Cleveland Clinic (CC) may once have been a possibility given that it had begun a clinical joint venture with LHN entailing a substantial financial investment. That partnership was canceled (by CHS, we are told by area physicians), however, making CC interest unlikely.

Building downtown is not the only option, of course. We see vacant patches of land near Dupont, Lutheran Hospital, and Parkview North. All it takes is money. Ah yes, money. Money is in short supply at CHS–as is, we presume, inexpensive credit. We don’t know the balance sheets of either Ascension or Franciscan Health, but the last we looked, both had very good credit ratings, in the “AA” range. It is feasible, if unlikely, that either could build a hospital here. And then, there is IU Health, whose debt, ultimately backed by the State of Indiana, was upgraded by Moody’s to “Aa2” on about $1bb of debt. IU Health would seem also to be a candidate with a service footprint in Indiana that already reaches north to Lafayette, Kokomo, and Hartford City. A recent Journal Gazette story included this bit with quotes from about Tomi Galin, CHS Senior VP for communications:

“CHS uses its ‘strong positive cash flow’ from operations to pay for numerous capital projects every year. ‘Last year, we invested more than $740 million in capital projects that added healthcare services and upgraded facilities in our markets,’ she said Wednesday in an email. ‘Over the past six quarters…we have produced $1.6 billion in cash from our operations.’”

NICHE finds it odd that six quarters were needed to produce the cash she reports when only four quarters of spending were cited for the capital projects amount. But why quibble? The real problem is not cash, but instead enough cash to pay annual debt interest of over $900 mm on $14 billion, more or less. Maybe CHS’s upcoming investor conference call will tell us what the true cost is.

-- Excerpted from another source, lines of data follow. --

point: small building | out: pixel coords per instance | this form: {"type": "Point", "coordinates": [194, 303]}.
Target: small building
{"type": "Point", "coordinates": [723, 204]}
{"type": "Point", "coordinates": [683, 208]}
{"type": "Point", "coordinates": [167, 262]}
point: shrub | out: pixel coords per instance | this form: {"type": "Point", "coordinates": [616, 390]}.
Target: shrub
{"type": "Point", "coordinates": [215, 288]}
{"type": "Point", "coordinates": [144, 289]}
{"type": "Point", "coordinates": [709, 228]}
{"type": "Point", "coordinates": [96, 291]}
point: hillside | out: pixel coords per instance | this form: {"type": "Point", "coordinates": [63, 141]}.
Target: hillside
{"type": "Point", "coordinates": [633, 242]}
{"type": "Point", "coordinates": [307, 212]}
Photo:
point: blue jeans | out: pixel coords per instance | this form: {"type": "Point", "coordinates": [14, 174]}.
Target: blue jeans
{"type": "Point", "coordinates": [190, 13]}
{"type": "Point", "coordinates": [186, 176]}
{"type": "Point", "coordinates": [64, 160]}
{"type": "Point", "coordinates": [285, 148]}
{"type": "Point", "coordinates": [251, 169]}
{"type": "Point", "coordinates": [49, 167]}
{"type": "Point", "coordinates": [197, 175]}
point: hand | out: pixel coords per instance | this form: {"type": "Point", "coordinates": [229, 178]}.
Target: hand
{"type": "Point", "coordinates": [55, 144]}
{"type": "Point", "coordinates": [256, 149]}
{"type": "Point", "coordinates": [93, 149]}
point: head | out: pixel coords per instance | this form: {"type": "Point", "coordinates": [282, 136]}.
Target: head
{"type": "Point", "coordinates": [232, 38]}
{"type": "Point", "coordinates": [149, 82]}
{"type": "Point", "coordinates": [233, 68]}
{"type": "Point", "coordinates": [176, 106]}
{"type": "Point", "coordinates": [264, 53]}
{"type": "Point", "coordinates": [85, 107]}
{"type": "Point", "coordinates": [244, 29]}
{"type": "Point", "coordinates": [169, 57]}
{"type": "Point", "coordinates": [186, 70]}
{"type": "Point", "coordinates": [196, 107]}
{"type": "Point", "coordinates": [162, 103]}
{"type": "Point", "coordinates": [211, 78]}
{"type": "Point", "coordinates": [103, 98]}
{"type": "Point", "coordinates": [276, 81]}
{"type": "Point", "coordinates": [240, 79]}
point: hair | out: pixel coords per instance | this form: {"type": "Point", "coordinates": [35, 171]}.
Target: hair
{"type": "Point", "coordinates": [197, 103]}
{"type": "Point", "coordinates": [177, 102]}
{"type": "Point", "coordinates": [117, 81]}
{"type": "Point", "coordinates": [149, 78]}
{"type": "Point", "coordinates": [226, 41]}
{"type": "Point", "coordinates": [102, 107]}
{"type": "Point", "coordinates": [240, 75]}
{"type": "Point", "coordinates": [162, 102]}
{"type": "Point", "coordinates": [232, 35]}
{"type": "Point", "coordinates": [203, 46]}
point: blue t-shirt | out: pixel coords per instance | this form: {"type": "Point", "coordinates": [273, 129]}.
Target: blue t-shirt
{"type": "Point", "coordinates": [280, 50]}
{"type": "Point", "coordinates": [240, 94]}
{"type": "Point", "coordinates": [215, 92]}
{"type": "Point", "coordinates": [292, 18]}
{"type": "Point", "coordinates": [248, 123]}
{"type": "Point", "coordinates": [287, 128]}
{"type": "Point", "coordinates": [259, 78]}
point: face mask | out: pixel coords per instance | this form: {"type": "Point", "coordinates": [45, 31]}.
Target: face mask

According to reliable sources, LHN CEO Michael Poore has indicated that he believes there will be no third system hospital built in Fort Wayne. Observers said that he appeared confident in those remarks. Of course, what made Looney Tunes funny was the unexpected. Elmer Fudd (Doc) never catches Bugs Bunny. The Roadrunner defeats the best plans of Wile E. Coyote. So, could a third hospital system be the first to build Fort Wayne’s next hospital? And if so, will it have LHN saying, “That’s all, folks”? Only time will tell.